Trekkies Rejoice: NASA is working on a Warp Drive

Modern smart phones already surpass the original Star Trek communicators, the replicator is well on its way to being reality, Microsoft has patented something that is beginning to look like a holodeck and now comes word, via Blastr, that NASA is working on warp technology:
A team at NASA's Eagleworks research lab is working on "an interferometer test bed that will try to generate and detect a microscopic instance of a little warp bubble."

In layman's terms: They're trying to figure out if they can find a "loophole" in physics to create a warp drive for interstellar travel at speeds much faster than traditional propulsion will allow. So fast, we could potentially make it to Alpha Centauri in under a month.

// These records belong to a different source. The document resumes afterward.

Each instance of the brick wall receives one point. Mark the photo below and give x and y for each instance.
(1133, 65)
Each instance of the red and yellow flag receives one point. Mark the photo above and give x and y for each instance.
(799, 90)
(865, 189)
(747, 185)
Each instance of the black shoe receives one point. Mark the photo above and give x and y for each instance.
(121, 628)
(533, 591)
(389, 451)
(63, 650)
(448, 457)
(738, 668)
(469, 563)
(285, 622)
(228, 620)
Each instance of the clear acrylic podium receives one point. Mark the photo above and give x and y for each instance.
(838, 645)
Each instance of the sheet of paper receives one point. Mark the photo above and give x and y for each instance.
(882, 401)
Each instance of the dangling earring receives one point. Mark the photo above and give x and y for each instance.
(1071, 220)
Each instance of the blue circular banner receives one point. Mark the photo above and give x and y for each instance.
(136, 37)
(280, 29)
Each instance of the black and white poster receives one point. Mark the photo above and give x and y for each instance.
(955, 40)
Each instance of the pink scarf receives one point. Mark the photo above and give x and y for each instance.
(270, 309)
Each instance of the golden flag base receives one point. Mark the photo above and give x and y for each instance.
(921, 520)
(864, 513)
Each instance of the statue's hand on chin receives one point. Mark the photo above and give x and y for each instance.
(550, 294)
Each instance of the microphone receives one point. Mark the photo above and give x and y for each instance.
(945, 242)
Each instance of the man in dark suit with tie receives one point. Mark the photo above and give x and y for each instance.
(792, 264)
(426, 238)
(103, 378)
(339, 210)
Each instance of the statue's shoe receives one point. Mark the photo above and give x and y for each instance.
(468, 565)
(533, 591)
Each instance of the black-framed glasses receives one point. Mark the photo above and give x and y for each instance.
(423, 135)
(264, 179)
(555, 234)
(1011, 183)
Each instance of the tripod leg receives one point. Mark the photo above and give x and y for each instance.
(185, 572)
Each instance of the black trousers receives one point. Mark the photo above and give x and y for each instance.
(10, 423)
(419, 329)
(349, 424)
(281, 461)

It is not just sci-fi nerds hoping for a win here either, from the CBS News:
An Alcubierre warp drive would involve a football-shape spacecraft attached to a large ring encircling it. This ring, potentially made of exotic matter, would cause space-time to warp around the starship, creating a region of contracted space in front of it and expanded space behind.
Meanwhile, the starship itself would stay inside a bubble of flat space-time that wasn't being warped at all.


"Everything within space is restricted by the speed of light," explained Richard Obousy, president of Icarus Interstellar, a non-profit group of scientists and engineers devoted to pursuing interstellar spaceflight. "But the really cool thing is space-time, the fabric of space, is not limited by the speed of light."

With this concept, the spacecraft would be able to achieve an effective speed of about 10 times the speed of light, all without breaking the cosmic speed limit.

If you are not nerdy enough to have watched any Star Trek recently it may be time to revisit it and consider it as a possibility, rather than simply a fantasy. Apparently today's physicists and engineers apparently always saw it that way.